Kieron Milan Gligorijevic, 24, of Huff Street, Queenstown, pleaded guilty to assault with intent to injure.
The construction worker was involved in a mass drunken fracas inside and outside McDonald’s, Queenstown CBD, in the early hours of Sunday, March 18.
Gilgorijevic had been punched in the head twice himself by his victim before he retaliated – using his martial arts training to land two punches and a roundhouse kick to the head.
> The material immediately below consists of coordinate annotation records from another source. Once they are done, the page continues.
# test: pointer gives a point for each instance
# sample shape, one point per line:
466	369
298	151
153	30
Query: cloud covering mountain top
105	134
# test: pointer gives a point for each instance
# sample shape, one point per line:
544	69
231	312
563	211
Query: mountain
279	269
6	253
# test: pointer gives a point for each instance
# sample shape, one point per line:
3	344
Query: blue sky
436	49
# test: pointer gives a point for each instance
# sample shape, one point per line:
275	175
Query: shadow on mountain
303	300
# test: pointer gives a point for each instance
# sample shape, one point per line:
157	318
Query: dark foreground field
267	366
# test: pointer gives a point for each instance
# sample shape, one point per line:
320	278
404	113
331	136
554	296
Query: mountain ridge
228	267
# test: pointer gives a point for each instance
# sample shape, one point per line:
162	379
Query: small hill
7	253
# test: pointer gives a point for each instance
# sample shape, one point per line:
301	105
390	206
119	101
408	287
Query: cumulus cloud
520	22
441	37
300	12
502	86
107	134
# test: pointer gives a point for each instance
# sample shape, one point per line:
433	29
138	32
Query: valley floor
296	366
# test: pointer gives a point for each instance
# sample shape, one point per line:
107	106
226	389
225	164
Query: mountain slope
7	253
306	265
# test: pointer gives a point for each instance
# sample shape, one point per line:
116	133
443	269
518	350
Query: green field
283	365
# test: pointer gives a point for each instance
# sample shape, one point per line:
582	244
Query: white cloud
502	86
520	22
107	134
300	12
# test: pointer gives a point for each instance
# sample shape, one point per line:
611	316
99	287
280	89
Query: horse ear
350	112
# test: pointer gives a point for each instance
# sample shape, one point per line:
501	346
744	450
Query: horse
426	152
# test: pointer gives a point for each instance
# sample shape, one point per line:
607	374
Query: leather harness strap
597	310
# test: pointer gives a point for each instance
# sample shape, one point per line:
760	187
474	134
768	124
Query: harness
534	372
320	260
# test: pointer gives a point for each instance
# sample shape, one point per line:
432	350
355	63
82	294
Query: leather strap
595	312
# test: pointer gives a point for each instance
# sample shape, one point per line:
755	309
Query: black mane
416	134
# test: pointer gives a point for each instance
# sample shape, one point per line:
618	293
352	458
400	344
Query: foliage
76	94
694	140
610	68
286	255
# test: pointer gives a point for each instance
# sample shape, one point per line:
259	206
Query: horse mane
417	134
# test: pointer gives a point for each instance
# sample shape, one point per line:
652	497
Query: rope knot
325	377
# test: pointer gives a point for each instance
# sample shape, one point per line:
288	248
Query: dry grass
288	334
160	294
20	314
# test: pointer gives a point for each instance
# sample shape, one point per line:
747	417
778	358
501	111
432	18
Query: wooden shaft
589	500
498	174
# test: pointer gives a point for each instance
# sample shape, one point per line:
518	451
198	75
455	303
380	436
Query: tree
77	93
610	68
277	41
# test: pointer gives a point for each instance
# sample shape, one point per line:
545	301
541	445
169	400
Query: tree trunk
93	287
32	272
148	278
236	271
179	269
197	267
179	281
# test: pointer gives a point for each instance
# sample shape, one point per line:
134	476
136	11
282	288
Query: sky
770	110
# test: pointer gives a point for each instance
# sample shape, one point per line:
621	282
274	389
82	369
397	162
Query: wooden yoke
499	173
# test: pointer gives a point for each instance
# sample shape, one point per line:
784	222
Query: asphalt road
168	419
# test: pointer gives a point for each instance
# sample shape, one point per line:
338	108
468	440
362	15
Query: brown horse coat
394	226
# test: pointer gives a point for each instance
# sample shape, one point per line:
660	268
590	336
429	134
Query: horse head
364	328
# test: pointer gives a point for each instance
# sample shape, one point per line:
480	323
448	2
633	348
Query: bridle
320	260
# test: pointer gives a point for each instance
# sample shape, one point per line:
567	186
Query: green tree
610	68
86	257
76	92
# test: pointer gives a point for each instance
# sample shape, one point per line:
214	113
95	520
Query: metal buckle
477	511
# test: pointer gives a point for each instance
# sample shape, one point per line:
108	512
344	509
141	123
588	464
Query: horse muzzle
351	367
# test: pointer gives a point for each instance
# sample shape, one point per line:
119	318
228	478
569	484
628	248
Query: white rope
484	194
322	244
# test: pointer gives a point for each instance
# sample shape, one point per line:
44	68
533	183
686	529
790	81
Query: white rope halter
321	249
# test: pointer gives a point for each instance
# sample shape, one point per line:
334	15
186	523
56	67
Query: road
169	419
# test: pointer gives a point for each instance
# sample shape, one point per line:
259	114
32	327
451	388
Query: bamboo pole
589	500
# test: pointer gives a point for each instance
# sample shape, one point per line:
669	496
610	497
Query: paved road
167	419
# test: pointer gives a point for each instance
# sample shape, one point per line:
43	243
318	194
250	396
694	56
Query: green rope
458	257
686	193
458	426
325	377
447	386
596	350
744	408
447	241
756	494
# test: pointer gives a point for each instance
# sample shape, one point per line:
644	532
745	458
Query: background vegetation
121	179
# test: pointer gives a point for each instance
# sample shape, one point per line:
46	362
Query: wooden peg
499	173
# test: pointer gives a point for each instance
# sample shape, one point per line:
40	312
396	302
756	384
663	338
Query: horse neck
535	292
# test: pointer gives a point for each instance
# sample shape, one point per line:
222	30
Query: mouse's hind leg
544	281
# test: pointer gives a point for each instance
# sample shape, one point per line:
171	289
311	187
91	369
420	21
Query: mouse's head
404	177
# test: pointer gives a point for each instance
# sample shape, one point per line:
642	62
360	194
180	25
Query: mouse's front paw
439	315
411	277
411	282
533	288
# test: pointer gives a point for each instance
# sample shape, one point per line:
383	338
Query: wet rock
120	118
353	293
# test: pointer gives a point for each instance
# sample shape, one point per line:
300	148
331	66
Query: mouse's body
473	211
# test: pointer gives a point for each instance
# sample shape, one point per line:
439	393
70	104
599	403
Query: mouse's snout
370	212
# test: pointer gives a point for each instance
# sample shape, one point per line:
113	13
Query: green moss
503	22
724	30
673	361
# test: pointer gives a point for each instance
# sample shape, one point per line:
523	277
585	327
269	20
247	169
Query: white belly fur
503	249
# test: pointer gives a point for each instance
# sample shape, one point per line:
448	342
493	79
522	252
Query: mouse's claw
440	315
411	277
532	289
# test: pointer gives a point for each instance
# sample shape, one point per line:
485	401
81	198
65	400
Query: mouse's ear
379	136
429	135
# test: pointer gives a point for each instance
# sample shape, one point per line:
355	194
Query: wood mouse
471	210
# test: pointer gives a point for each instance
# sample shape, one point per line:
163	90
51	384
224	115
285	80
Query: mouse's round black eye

The victim, who had also punched Gilgorijevic’s friend, hit his head on the pavement. It was not clear whether he had been knocked out by the kick or subsequent fall.
Judge Michael Turner says: “It is fortunate there were not more tragic consequences. Many people die as a result of such altercations and you could have been facing manslaughter charges.
“It was not good management on your part but good luck that that outcome didn’t occur. Your conduct could easily have resulted in fatal injuries.”
Turner says even though Gilgorijevic had been hit himself his actions went far beyond what would be considered an appropriate response.
Defence counsel Phena Byrne said her client had not tried to argue self-defence but sought a discharge without conviction because the consequences – not having his work visa renewed – were not proportionate to the gravity of the offending.
The victim suffered concussion and was hospitalised, needing two days off work and two weeks to recover, but there was no lasting damage.
Gilgorijevic was sentenced to 90 hours’ community work at Queenstown District Court this afternoon (Monday).